Discrimination positive

Au sein du panel des 500 plus grandes entreprises servant de base à son baromètre annuel des inégalités au travail, Ethos note que 23 % des salariés, 13 % des agents de maîtrise et 9 % des cadres supérieurs sont des afrodescendants. L’ONG note, de plus, que 27 % des entreprises sondées refusent de se prononcer sur la couleur de leurs salariés, préférant donc fermer les yeux sur la problématique raciale au sein de leur hiérarchie. Mais les choses évoluent depuis quelques années pour réduire cette fracture, grâce à la mise en œuvre de politiques de discrimination positive. En 2008, le gouvernement a créé un ministère de l’Égalité raciale. En mars dernier, Fernando Haddad, le maire de São Paulo, a fait voter un décret qui réserve aux Noirs 20 % des emplois de fonctionnaires de la mairie. À Salvador, la ville la plus noire du Brésil, ce taux s’élève à 30 % depuis une récente loi locale.

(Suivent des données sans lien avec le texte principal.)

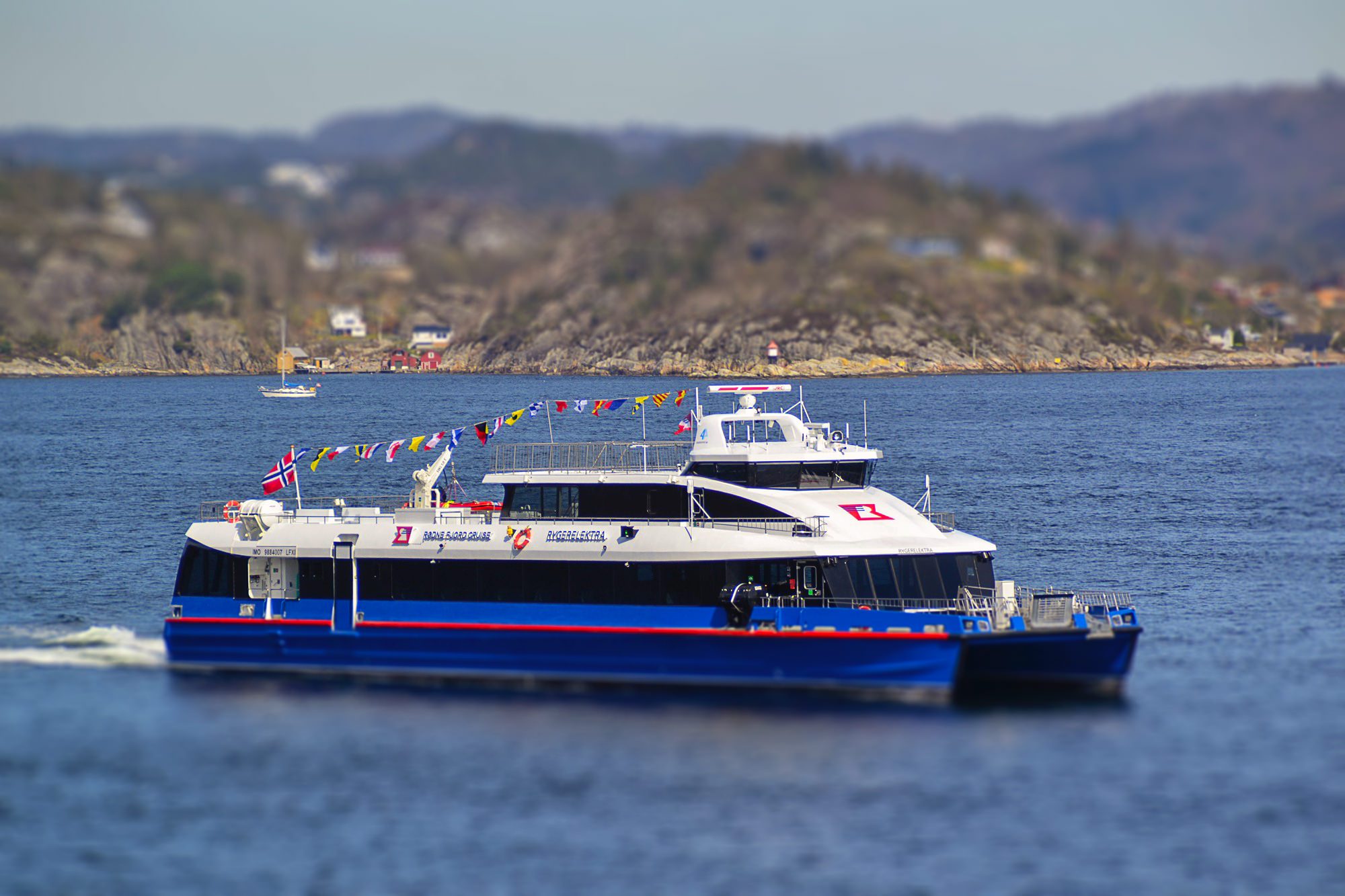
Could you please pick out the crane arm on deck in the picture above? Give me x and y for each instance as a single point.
(427, 478)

Ces initiatives anticipaient un projet de loi approuvé le 26 mars par le Congrès, qui prévoit d’appliquer des quotas pour les postes de la fonction publique fédérale. Car l’État aussi est un mauvais élève : sur les 580 000 fonctionnaires que compte l’administration fédérale, à peine 30 % sont des Noirs.

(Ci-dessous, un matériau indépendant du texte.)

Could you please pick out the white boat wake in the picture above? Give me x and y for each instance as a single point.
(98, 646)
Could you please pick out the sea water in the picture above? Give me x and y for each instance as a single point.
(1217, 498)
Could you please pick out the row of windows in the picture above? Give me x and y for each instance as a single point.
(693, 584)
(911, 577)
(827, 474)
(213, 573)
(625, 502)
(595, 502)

Les universités publiques du pays sont nombreuses à avoir mis en place des programmes de quotas raciaux pour les étudiants. Actuellement, plus d’une institution publique d’enseignement supérieur sur deux (soit près d’une trentaine d’établissements) en propose. En 2001, l’Université fédérale de Rio de Janeiro a ouvert la voie. Actuellement, 56 % des places d’étudiants sont destinées aux jeunes issus de familles modestes ou afrodescendants, alors qu’à peine un étudiant sur quatre est noir. Ce chiffre devrait croître d’ici à 2016 grâce à une loi fédérale votée en 2012, qui oblige les universités à réserver 50 % de leurs places à des jeunes ayant fait leurs études dans le public et issus de milieux pauvres ou afro-descendants.

Initiatives privées

Mais côté secteur privé, la route est encore longue : à peine 3 % des entreprises du pays ont instauré des programmes internes d’insertion des Noirs au travail. Quelques initiatives ont cependant vu le jour ces dernières années. La banque brésilienne Itau a ainsi initié son “programme Racines” qui facilite l’emploi de stagiaires afrodescendants. La Fondation Bank Boston a lancé il y a quelques années déjà un programme éphémère baptisé “Génération XXI” pour aider de jeunes Noirs à poursuivre des études supérieures. Les filiales de multinationales comme IBM ou ABN-Amro ou des entreprises nationales comme Fersol, spécialisée dans l’agro-industrie, proposent quelques outils de lutte contre l’inégalité raciale au sein de leurs structures.

Mais les initiatives sont encore bien timides et les résultats pas toujours concluants. En 2008, la filiale brésilienne de Xerox a été poursuivie en justice par une poignée d’étudiants. La firme américaine était accusée d’avoir stoppé avant son terme son programme d’aide à l’obtention de diplômes universitaires destiné à quelques candidats chanceux. Un cas d’école dans un pays où les inégalités raciales se retrouvent d’abord sur la fiche de paie : à poste égal, les salariés noirs gagnent en moyenne moitié moins que leurs collègues blancs.